La Salle point guard Jhamir Brickus, the pride of Coatesville, took over late, getting La Salle the lead for good with 120 seconds left and adding free throws to put things away.
Drexel had come in as a 2½-point favorite and had won in overtime at Gola last season. But this was no shocker. Explorers coach Fran Dunphy is Mr. Big 5, with more City Series wins (OK, and losses) than any coach in history at his three local stops. More to the point, Brickus and backcourt mate Khalil Brantley are used to taking over late. Anwar Gill added a crucial steal and 15 points of his own. The Explorers earned this one, 67-61.
A coin flip throughout, with Amari Williams and Justin Moore leading Drexel. When a couple of late looks in the lane, good looks, didn’t fall for Drexel, the coin flipped for La Salle.
For the record, attendance was 1,641. So no, a new format won’t suddenly bring the Big 5 back to its glory days. But La Salle will have a date at Temple on Nov. 29 (7 p.m., ESPN+), and if the Explorers win at the Liacouras Center, they know they’ll be in the Big 5 title game on Dec. 2 at the Wells Fargo Center.
“It was a great game, whether it was the first Big 5 game or it was just Drexel-La Salle,” said Dragons coach Zach Spiker. “I think we had a lead, was it five?”
It was three, probably felt like five. The only time in the first 15 minutes of the second half that either team had more than a two-point lead.
“Then they came down and hit a transition three,” Spiker said.
That was Brickus.
“A physically, physically contested game,” Spiker continued. “Our guys fought hard. I’ll double down with our group. I know we’re a good team.”
“There’s guys from the city from La Salle,” said Drexel’s Moore, a Philly guard, and son of a Philly guard, ticking off the local ties, including former Archbishop Wood teammate Daeshon Shepherd starting for the other guys. “It just adds a little fuel to the fire.”
Of Brickus, generously listed at 5-foot-11, Moore simply said, “He’s a tough cover.”

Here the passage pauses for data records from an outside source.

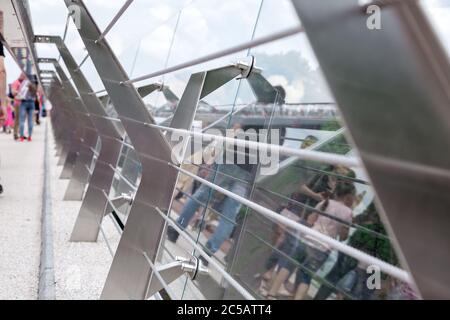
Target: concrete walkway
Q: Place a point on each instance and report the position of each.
(21, 174)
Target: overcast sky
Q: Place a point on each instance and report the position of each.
(153, 33)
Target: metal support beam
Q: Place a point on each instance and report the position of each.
(94, 204)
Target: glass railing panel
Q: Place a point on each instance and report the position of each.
(438, 12)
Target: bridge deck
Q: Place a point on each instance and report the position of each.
(21, 173)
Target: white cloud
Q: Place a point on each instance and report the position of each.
(294, 90)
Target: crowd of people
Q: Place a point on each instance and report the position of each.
(24, 108)
(324, 203)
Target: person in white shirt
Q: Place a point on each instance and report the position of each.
(312, 253)
(317, 252)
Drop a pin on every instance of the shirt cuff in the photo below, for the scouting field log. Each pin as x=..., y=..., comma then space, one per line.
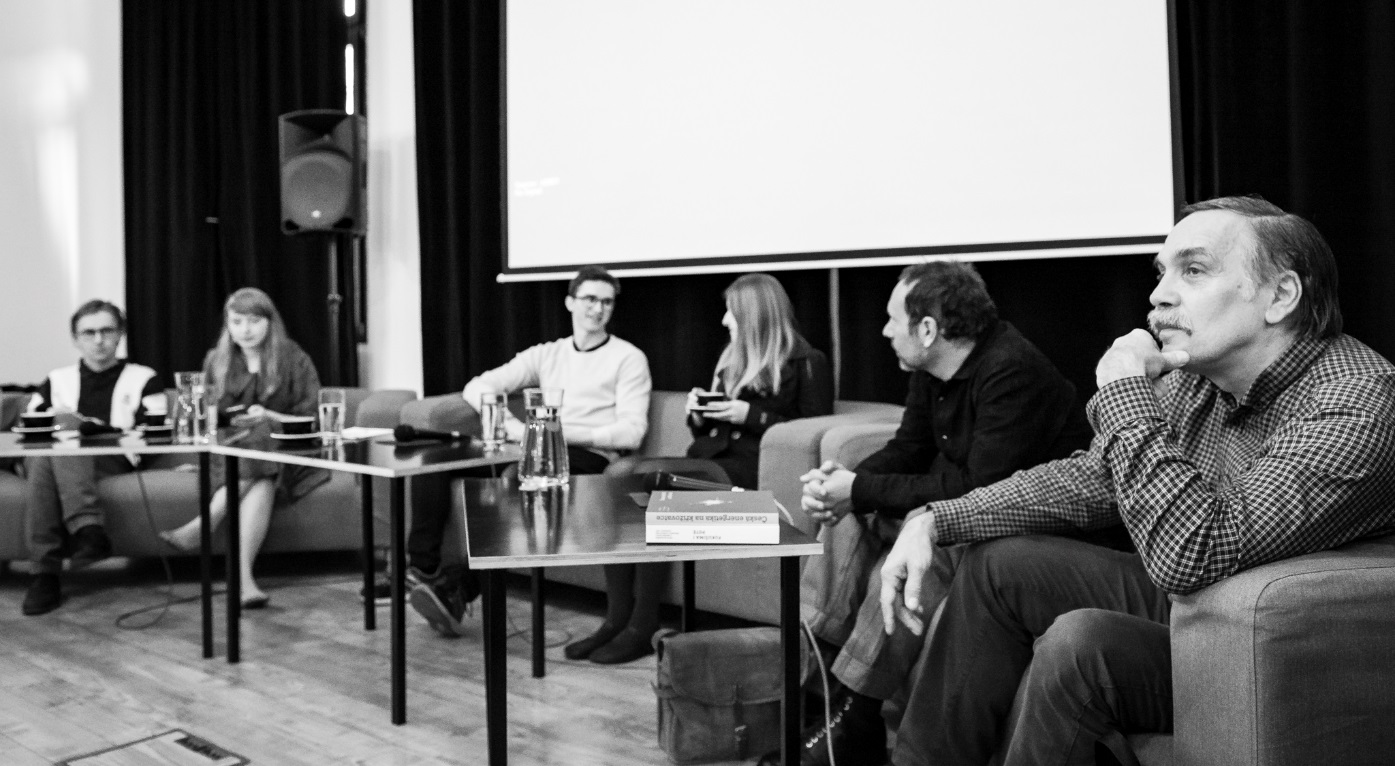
x=953, y=521
x=1120, y=403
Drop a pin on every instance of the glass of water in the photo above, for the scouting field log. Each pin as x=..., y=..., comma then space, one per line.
x=491, y=419
x=331, y=413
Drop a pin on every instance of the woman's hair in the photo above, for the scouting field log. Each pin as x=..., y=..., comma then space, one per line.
x=766, y=335
x=275, y=346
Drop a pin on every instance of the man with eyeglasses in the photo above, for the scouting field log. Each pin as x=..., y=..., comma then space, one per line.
x=66, y=519
x=604, y=415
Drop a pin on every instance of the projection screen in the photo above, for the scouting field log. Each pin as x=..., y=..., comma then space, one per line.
x=668, y=137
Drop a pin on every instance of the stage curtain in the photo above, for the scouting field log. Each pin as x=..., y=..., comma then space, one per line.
x=1291, y=99
x=204, y=84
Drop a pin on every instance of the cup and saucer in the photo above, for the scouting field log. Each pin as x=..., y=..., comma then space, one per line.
x=297, y=431
x=36, y=426
x=155, y=424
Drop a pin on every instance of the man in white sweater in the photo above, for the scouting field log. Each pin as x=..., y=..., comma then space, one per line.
x=604, y=415
x=66, y=519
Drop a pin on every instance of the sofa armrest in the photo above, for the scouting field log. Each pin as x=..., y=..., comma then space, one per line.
x=445, y=412
x=382, y=409
x=791, y=448
x=1289, y=663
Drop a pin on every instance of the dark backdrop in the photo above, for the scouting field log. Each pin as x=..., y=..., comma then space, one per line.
x=1291, y=99
x=204, y=84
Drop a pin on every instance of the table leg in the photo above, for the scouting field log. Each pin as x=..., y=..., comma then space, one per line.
x=791, y=716
x=689, y=620
x=235, y=581
x=495, y=696
x=398, y=568
x=539, y=638
x=205, y=553
x=370, y=611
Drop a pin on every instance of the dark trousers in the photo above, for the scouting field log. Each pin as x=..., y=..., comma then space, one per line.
x=1076, y=634
x=431, y=505
x=62, y=498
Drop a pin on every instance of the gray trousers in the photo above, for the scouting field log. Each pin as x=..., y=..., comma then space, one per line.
x=62, y=498
x=840, y=599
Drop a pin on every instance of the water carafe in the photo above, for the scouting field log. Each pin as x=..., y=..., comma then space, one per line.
x=544, y=449
x=190, y=408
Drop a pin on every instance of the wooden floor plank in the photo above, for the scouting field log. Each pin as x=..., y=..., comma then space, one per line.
x=313, y=688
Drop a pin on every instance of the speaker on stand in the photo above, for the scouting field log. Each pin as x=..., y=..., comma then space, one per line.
x=322, y=193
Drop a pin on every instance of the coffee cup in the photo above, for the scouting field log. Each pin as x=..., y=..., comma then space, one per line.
x=297, y=426
x=36, y=419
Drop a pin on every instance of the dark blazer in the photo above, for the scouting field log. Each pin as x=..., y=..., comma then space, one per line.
x=805, y=391
x=297, y=394
x=1007, y=408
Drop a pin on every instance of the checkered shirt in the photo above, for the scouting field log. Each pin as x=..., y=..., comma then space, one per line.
x=1208, y=486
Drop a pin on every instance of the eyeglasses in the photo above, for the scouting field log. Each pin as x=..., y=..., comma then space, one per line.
x=99, y=332
x=592, y=302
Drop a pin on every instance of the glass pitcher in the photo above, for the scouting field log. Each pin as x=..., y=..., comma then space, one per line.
x=190, y=408
x=544, y=448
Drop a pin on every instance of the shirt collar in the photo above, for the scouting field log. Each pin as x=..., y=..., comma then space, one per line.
x=1284, y=373
x=87, y=373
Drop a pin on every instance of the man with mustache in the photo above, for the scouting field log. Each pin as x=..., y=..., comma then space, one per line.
x=1247, y=429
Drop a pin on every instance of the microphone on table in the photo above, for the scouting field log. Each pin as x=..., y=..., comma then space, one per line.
x=408, y=433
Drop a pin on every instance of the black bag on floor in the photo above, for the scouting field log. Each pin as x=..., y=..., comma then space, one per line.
x=719, y=692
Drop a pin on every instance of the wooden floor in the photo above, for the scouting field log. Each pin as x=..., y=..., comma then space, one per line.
x=313, y=684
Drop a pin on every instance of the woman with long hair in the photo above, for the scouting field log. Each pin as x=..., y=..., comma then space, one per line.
x=766, y=374
x=264, y=376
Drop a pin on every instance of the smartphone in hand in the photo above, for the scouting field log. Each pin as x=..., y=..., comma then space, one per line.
x=707, y=398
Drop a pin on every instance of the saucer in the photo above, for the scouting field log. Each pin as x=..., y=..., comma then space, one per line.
x=295, y=437
x=36, y=430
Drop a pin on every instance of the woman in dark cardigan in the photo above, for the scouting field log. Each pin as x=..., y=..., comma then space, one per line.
x=258, y=369
x=767, y=374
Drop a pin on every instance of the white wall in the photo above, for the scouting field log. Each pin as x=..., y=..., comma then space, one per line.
x=392, y=357
x=60, y=175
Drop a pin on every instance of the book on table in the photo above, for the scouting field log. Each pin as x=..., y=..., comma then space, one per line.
x=737, y=518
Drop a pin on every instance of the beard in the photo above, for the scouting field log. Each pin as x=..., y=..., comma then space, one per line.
x=1159, y=321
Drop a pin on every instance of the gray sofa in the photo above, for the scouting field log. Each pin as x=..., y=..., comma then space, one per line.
x=787, y=451
x=327, y=519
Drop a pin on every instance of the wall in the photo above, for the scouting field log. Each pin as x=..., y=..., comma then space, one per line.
x=392, y=356
x=60, y=175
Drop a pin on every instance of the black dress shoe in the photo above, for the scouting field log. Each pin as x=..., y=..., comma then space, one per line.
x=627, y=646
x=89, y=546
x=857, y=733
x=43, y=596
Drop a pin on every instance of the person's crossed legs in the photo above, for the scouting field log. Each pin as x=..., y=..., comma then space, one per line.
x=1006, y=595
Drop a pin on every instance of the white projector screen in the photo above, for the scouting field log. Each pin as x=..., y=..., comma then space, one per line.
x=680, y=136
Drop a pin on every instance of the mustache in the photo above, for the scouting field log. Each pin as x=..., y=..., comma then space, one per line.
x=1159, y=321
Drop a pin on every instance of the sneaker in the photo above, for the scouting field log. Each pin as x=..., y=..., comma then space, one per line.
x=444, y=597
x=89, y=546
x=43, y=596
x=858, y=738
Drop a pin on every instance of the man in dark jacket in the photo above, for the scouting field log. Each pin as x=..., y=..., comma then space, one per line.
x=982, y=403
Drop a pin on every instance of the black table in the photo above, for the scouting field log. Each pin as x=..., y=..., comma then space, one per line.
x=594, y=521
x=374, y=456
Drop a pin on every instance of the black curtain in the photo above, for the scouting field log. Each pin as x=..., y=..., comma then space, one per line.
x=1291, y=99
x=204, y=84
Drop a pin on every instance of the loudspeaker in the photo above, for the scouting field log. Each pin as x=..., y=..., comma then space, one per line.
x=322, y=175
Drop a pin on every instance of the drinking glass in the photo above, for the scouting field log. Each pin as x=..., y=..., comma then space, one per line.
x=491, y=419
x=331, y=413
x=544, y=449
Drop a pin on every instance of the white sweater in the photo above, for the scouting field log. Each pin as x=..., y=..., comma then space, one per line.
x=606, y=401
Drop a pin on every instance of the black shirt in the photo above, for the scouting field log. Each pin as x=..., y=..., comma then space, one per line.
x=95, y=391
x=1006, y=408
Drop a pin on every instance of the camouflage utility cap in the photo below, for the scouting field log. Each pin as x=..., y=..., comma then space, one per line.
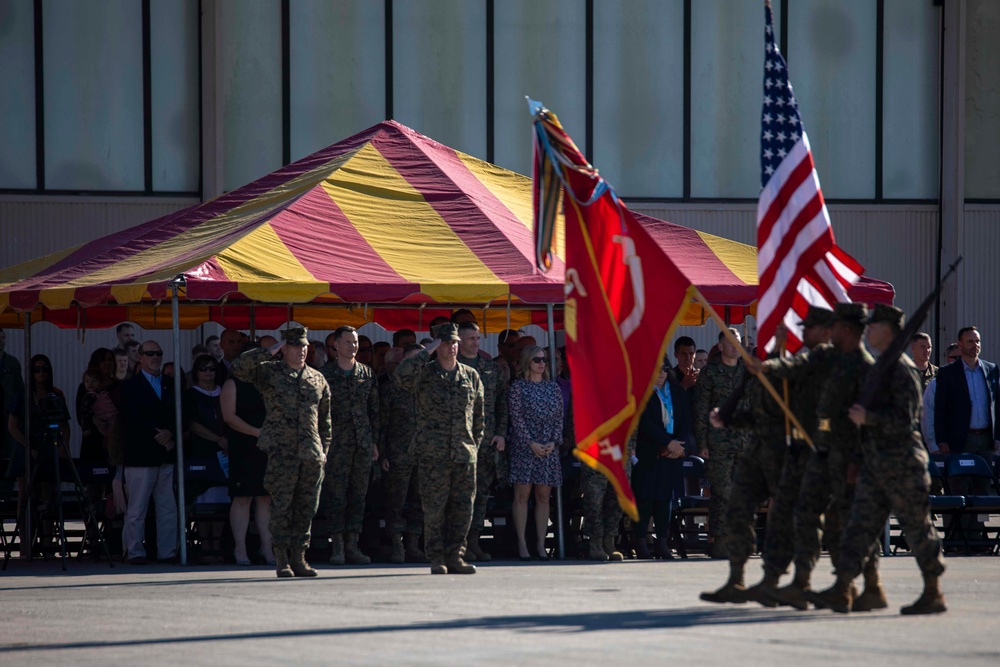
x=817, y=317
x=888, y=314
x=295, y=336
x=856, y=313
x=446, y=332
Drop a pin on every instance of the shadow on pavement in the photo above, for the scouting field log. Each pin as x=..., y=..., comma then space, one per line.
x=652, y=619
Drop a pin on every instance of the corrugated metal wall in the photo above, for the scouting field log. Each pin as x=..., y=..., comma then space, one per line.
x=894, y=243
x=39, y=226
x=979, y=286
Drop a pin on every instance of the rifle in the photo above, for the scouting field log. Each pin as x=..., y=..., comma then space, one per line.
x=902, y=339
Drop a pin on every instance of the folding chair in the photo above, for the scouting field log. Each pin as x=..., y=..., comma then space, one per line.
x=688, y=506
x=202, y=472
x=970, y=466
x=948, y=507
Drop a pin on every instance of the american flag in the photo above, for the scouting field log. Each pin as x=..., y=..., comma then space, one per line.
x=798, y=262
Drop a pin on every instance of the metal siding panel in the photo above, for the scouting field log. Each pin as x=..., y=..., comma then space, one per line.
x=979, y=278
x=30, y=229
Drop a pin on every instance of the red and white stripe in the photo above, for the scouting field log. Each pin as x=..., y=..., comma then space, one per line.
x=798, y=262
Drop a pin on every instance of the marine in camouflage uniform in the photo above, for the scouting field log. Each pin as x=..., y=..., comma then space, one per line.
x=398, y=414
x=806, y=374
x=490, y=456
x=296, y=436
x=893, y=478
x=757, y=474
x=723, y=446
x=450, y=426
x=354, y=411
x=828, y=483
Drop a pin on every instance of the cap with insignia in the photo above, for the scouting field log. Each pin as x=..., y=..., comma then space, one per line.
x=856, y=313
x=817, y=317
x=888, y=314
x=446, y=332
x=295, y=336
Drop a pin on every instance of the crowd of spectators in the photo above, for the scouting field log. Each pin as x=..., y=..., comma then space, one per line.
x=126, y=416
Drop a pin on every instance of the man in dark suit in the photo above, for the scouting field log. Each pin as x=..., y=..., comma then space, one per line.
x=149, y=426
x=967, y=400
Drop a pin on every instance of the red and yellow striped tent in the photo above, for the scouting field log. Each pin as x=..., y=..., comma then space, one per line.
x=386, y=226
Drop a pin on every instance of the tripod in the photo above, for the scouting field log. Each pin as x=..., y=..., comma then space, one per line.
x=58, y=448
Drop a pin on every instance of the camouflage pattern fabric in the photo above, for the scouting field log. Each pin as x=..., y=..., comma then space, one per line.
x=354, y=411
x=716, y=382
x=398, y=408
x=893, y=477
x=489, y=461
x=806, y=374
x=601, y=511
x=296, y=435
x=825, y=498
x=450, y=426
x=758, y=470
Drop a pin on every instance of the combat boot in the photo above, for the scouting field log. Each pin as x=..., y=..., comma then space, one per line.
x=873, y=596
x=595, y=551
x=414, y=554
x=796, y=593
x=473, y=552
x=281, y=562
x=734, y=591
x=352, y=553
x=931, y=601
x=337, y=556
x=299, y=565
x=609, y=548
x=838, y=597
x=397, y=554
x=661, y=549
x=764, y=592
x=642, y=549
x=456, y=565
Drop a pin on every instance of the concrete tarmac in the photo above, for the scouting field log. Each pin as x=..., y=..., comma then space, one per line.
x=568, y=613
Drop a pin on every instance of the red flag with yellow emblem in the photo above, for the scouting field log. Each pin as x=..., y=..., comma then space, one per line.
x=623, y=299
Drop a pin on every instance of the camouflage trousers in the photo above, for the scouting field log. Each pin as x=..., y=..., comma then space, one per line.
x=403, y=512
x=824, y=503
x=601, y=511
x=719, y=470
x=756, y=481
x=294, y=487
x=447, y=491
x=891, y=481
x=779, y=541
x=486, y=475
x=348, y=469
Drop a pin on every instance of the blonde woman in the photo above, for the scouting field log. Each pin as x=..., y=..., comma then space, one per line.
x=536, y=427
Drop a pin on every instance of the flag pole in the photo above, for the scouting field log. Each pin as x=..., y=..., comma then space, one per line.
x=749, y=360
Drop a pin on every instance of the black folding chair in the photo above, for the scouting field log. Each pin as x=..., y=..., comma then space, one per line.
x=972, y=467
x=948, y=507
x=689, y=507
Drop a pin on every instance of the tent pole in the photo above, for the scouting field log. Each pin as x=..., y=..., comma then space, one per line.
x=29, y=388
x=560, y=533
x=179, y=439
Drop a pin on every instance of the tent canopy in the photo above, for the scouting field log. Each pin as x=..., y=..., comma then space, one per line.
x=387, y=217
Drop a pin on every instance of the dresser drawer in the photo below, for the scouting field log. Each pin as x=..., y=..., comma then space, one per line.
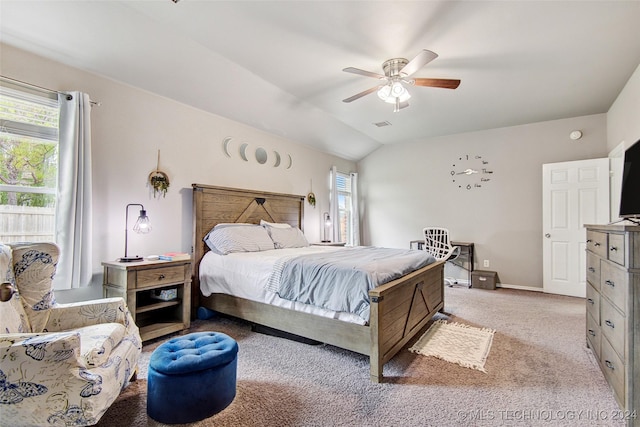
x=597, y=243
x=593, y=270
x=614, y=284
x=616, y=248
x=613, y=369
x=160, y=276
x=613, y=326
x=593, y=335
x=593, y=303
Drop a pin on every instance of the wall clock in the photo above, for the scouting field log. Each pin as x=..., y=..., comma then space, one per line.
x=470, y=172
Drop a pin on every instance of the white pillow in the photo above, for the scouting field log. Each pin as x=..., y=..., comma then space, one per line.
x=287, y=237
x=274, y=224
x=227, y=238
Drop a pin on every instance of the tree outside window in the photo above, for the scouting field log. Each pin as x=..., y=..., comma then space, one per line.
x=28, y=165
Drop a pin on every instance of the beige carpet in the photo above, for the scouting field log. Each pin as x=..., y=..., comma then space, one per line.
x=539, y=373
x=457, y=343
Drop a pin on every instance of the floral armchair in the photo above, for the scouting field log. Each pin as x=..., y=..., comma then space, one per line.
x=60, y=364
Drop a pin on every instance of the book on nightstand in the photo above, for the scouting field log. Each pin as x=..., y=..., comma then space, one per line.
x=175, y=256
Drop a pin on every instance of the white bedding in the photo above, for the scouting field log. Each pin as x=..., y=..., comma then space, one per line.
x=245, y=275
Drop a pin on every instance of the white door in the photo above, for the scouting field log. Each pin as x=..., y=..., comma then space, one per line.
x=573, y=194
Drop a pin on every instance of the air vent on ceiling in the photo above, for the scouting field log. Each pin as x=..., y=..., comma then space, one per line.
x=382, y=124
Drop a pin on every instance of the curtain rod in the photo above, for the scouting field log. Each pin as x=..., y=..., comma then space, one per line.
x=44, y=89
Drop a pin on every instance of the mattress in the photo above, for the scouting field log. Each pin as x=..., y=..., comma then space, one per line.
x=246, y=275
x=325, y=281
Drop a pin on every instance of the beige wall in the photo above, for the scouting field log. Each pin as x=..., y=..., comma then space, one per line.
x=128, y=129
x=407, y=187
x=623, y=118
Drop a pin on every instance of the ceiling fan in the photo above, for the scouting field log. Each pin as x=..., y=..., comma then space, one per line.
x=396, y=72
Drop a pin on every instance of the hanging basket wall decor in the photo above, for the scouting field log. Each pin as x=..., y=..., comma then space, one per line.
x=159, y=180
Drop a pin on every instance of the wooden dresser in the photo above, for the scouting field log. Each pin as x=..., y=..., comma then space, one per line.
x=613, y=310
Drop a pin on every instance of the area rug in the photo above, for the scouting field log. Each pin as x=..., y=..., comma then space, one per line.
x=464, y=345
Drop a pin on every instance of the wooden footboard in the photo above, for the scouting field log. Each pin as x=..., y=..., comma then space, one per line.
x=400, y=309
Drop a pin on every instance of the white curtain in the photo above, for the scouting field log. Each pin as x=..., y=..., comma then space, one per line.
x=73, y=207
x=333, y=206
x=355, y=211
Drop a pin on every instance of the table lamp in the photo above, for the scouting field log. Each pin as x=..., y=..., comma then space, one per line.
x=142, y=226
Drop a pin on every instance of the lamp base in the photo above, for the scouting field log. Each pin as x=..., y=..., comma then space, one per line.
x=130, y=259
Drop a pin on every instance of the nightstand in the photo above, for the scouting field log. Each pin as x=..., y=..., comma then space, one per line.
x=142, y=284
x=328, y=244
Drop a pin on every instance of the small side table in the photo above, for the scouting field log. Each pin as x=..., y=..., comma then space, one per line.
x=142, y=284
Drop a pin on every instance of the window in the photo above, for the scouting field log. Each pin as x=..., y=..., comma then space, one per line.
x=28, y=165
x=343, y=224
x=344, y=207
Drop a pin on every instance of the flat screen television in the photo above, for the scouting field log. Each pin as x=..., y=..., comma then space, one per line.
x=630, y=192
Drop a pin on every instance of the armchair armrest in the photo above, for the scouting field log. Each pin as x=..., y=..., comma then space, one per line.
x=40, y=350
x=87, y=313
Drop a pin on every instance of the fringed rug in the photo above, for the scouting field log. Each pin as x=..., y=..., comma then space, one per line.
x=457, y=343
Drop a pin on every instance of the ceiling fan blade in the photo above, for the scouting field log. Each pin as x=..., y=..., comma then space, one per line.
x=363, y=73
x=421, y=59
x=443, y=83
x=361, y=94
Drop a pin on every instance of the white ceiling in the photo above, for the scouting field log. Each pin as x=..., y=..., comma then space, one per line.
x=277, y=65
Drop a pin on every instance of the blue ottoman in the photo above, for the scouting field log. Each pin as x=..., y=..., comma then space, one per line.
x=191, y=377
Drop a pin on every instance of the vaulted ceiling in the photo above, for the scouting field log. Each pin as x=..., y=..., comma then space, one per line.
x=277, y=65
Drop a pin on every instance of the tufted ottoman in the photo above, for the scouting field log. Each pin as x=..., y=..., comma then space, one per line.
x=191, y=377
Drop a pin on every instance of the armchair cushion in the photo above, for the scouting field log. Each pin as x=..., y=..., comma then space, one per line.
x=34, y=265
x=60, y=364
x=97, y=341
x=13, y=318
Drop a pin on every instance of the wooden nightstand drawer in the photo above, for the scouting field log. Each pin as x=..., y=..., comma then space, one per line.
x=612, y=323
x=614, y=284
x=593, y=335
x=593, y=270
x=593, y=303
x=613, y=369
x=160, y=276
x=616, y=248
x=597, y=243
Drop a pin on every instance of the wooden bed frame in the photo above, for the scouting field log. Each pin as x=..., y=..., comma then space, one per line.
x=399, y=309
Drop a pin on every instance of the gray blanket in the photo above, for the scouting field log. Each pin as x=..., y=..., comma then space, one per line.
x=341, y=280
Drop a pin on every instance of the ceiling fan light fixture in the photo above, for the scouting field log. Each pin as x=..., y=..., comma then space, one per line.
x=392, y=92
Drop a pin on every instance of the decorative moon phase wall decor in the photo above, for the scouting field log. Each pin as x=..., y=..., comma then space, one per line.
x=260, y=154
x=470, y=172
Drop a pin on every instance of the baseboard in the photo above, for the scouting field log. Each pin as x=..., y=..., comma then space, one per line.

“That’s the way it is,” Dunphy said of Brickus, sitting next to him at the postgame press conference. “He’s such a good player. He knows the game, inside and out. We’ll talk about his five turnovers on Wednesday or Thursday. He’s just a good player. He makes shots. And he knows exactly what we want to do.”
Sure, Brickus and Brantley go off script sometimes, the coach said. “They’ve earned that right. They give everything they have. It’s a good feeling, knowing these guys are experienced, have been through a lot together.”
In addition to a couple of crucial Brickus three-pointers, Dunphy pointed to a couple of tough contested baskets — “two really hard baskets. One was a reverse along the baseline … and somehow he figured out how to make that bank shot,” he explained.
The bank from the left block, Moore draped all over him. A tough cover.
“Drexel … always been a good, intense game,” Brickus said. “They always give us a run for our money, and we always give them a run for their money.”
Big 5 game? Different feel?
“It really felt the same,” Brickus said. “I just know we needed the win. … During the game, there was a lot of back-and-forth talking.”
Yeah, we saw it. In this new-look Big 5 tournament format … every game matters more.
“It’s really dope,” Brickus said. “I think it will bring more people in.”
As a player, does it matter either way?
”Nah, it [doesn’t] matter,” Brickus said. “Wherever we play, I’m ready, happy to play the game.”
Players play. Even the ref who had done a million big-time Big Ten and Big East and ACC games saw that after flying in for this one. “They play, and they want to play,” Valentine noted.
Whatever the format, or the teams, in many ways, the Big 5 is the same as it ever was.